Depuis ce site de fortune, il est possible de voir la piste d’atterrissage de l’aéroport par-dessus le mur de la clôture pas si haut. Un guetteur au profit d’un groupe terroriste ou une structure étrangère de renseignements pourrait donc y voir, non seulement, tout le trafic aérien au Burkina Faso, mais aussi le mouvement des hélicoptères militaires.
Des familles laissées pour compte
Composée de 26 membres dont 15 enfants de moins de 15 ans, de huit femmes et trois hommes adultes, la famille Ibrahim est déplacée interne à Ouagadougou depuis maintenant deux ans. Elle a fui la ville de Gorom-Gorom dans la région du Sahel pour se retrouver à Kaya.
« Quand nous sommes arrivés à Kaya, nous n’avions pas de lieu où dormir. Nous avons passé quelques jours sans toit dans le froid. Ayant des enfants avec nous, c’était très compliqué », raconte le chef de famille, Ahmadou Ibrahim. N’ayant aucune alternative face à cette situation, ils décident de se diriger vers la capitale où ils espèrent trouver plus de sécurité.
Ils débarquent ainsi à Ouagadougou en janvier 2021. Dans cette ville, ils arrivent tant bien que mal à trouver un gîte avec un loyer de 10 mille francs par mois. « Nous avons négocié avec le propriétaire afin qu’ils nous allègent la charge, ne serait-ce qu’en diminuant le coût du loyer, mais il a été catégorique. Et depuis ces deux ans, pas un seul franc n’a été déduit du loyer », se lamente-t-il. Ainsi, chaque fin de mois, la famille Ibrahim doit débourser une somme de 40 mille francs CFA si elle veut continuer à avoir un toit.
En général, ce sont les femmes et les enfants qui ramènent un peu d’argent après avoir risqué leur vie en mendiant au bord des voies.
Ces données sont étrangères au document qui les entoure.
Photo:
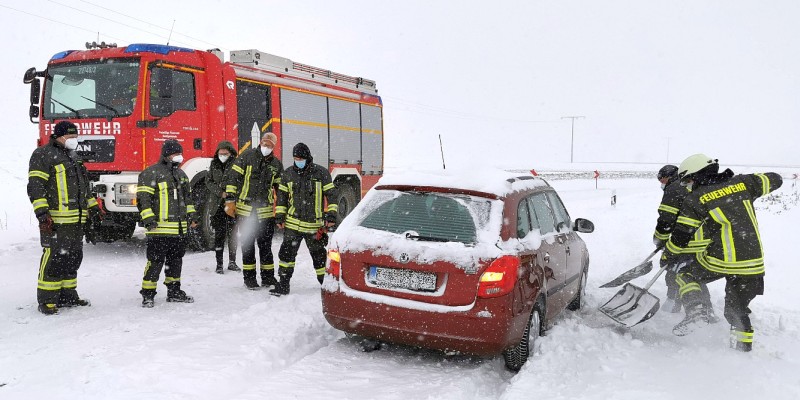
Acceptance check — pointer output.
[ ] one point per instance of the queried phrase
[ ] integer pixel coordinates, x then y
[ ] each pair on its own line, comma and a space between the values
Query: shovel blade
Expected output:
631, 305
633, 273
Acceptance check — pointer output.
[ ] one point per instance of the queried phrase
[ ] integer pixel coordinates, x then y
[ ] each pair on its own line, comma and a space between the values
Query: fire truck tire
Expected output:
346, 201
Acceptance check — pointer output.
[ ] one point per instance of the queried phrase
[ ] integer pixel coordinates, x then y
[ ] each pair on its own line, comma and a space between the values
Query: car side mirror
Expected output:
583, 225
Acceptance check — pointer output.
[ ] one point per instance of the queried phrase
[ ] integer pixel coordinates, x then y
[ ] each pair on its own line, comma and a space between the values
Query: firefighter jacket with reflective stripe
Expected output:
300, 198
668, 210
252, 182
725, 209
163, 197
58, 185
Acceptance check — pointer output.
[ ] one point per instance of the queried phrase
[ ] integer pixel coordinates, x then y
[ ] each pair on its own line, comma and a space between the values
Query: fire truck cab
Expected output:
126, 101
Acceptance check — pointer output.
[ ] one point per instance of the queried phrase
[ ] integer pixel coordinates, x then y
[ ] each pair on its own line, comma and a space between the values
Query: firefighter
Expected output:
671, 201
165, 205
300, 211
722, 203
222, 223
251, 186
58, 187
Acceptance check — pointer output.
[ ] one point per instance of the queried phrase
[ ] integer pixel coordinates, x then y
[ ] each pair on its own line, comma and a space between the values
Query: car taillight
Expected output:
499, 278
334, 263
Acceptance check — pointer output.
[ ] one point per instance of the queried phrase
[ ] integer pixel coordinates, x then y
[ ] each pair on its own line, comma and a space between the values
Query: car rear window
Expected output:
431, 216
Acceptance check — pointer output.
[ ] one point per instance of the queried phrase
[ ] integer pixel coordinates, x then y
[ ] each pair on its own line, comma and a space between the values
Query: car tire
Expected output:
580, 298
516, 356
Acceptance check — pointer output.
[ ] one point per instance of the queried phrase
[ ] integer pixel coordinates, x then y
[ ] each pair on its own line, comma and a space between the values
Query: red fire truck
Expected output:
126, 101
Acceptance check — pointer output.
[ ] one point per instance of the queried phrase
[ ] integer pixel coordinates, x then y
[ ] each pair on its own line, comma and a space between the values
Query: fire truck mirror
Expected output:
36, 88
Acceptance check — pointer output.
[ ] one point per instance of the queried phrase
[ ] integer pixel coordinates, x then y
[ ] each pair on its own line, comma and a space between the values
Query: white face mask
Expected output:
71, 143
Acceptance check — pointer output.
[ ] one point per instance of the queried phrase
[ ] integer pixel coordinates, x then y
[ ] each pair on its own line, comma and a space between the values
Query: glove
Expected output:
230, 208
45, 223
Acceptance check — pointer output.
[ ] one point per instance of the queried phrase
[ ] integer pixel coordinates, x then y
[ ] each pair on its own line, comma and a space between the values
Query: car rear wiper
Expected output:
67, 107
425, 238
116, 113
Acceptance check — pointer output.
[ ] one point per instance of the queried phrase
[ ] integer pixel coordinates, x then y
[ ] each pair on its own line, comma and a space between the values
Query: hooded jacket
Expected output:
252, 182
671, 201
215, 182
58, 185
164, 198
300, 195
723, 204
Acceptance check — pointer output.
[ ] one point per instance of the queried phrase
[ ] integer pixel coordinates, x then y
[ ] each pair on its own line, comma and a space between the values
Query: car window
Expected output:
541, 210
561, 215
523, 219
430, 216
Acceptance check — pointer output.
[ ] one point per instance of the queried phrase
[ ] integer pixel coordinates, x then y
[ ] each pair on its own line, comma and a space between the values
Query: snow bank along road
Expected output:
238, 344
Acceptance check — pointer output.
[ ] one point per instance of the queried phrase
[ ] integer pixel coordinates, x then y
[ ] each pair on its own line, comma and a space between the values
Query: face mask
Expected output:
71, 143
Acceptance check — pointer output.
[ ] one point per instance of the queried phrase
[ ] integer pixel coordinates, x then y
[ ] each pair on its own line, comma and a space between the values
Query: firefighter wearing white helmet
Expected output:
722, 203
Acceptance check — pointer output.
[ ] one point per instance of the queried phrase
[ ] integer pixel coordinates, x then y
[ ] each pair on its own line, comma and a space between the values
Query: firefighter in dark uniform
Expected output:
722, 203
671, 201
251, 185
58, 187
222, 223
300, 211
165, 205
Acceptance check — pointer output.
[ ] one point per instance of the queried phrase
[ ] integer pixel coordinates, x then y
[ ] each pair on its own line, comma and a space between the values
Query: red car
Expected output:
476, 265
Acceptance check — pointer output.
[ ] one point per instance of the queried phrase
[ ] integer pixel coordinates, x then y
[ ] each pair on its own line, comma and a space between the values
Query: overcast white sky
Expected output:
655, 80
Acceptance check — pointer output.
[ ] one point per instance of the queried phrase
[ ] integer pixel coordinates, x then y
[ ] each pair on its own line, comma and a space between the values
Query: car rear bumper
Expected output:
485, 329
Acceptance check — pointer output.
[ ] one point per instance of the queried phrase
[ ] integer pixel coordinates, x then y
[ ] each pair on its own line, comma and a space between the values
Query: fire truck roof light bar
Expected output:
61, 55
155, 48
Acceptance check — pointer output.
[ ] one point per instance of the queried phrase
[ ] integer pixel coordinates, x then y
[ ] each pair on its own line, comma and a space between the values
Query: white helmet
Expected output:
693, 164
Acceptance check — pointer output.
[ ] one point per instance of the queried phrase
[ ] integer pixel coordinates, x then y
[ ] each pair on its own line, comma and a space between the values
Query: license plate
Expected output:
402, 279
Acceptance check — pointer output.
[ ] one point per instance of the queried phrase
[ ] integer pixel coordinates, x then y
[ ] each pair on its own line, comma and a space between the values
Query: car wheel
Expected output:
516, 356
580, 298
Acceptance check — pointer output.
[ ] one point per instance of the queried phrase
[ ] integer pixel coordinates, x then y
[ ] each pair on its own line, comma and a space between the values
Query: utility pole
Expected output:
572, 142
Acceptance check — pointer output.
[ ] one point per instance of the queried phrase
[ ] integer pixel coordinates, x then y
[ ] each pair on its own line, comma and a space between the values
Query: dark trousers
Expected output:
740, 290
62, 254
224, 225
288, 252
254, 231
163, 250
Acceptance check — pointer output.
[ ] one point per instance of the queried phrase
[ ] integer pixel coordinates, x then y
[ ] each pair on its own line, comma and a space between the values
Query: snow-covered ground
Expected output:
238, 344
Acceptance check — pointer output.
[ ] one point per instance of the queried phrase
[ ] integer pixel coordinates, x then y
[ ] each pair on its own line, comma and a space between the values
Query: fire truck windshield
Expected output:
95, 89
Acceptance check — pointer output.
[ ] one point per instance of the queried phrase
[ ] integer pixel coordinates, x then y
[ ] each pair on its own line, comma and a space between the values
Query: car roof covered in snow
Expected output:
496, 182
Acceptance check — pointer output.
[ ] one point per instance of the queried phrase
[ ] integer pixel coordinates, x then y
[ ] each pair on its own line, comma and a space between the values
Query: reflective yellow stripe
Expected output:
666, 208
39, 203
61, 185
163, 201
689, 221
726, 234
318, 199
38, 174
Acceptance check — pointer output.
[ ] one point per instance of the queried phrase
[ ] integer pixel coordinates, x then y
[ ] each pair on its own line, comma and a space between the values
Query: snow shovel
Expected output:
632, 304
642, 269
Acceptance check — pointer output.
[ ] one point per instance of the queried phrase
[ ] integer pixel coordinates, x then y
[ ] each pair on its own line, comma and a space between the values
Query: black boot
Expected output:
268, 278
282, 288
148, 298
250, 279
48, 309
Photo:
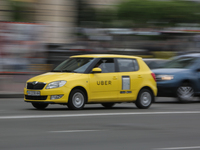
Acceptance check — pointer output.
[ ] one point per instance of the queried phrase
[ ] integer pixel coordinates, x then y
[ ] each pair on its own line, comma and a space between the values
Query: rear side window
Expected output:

Cela leur permet d’acheter de la nourriture . La plupart des hommes restent à la maison et font de petits commerces comme la vente de cigarettes. C’est d’ailleurs la principale activité d’Ahmadou Ibrahim.
Tensions entre les communautés
Les tensions qui règnent entre les communautés présentes sur le site font que le partage de vivres offerts par certaines ONG n’est pas toujours évident. En effet, ces crises intestines n’arrangent en rien leur situation qui est déjà déplorable. Le partage se fait alors par communauté pour éviter des affrontements.
N’ayant aucune prise en charge, si l’un d’entre eux tombe malade, ils essayent généralement la pharmacopée. Quand cela ne fonctionne pas, ils se résolvent à aller dans un centre de santé où très souvent, ils n’arrivent ni à payer la consultation, encore moins à honorer les ordonnances prescrites.
« Quand nous arrivons dans les centres de santé, on nous traite comme vous (les personnes pouvant honorer les frais de soins – NDLR). Nous sommes obligés de cotiser les maigres sous que nous avons eu dans la mendicité pour sauver la vie de l’un d’entre nous », s’indigne Mahamad Ag Al Moustapha, responsable de l’une des communautés présentes sur ce site.
Ahmadou Ibrahim dit être en sécurité avec sa famille depuis son arrivée à Ouagadougou. Leur besoin primordial est la nourriture. A notre arrivée sur le site, il ne restait qu’une assiette de riz pour nourrir les 26 personnes présentes dans la concession où se trouve Ibrahim. « Nous, les adultes, pouvons supporter la faim. Mais les enfants, eux, ne le peuvent pas. Quand ils pleurent de faim, nous sommes obligés de tout faire pour leur trouver à manger », révèle-t-il.
Ils souhaitent que les autorités leur permettent de bénéficier de la même prise en charge que les autres personnes déplacées internes dans les autres villes. Leur souhait le plus cher, regagner le bercail après la victoire des FDS sur les forces du mal.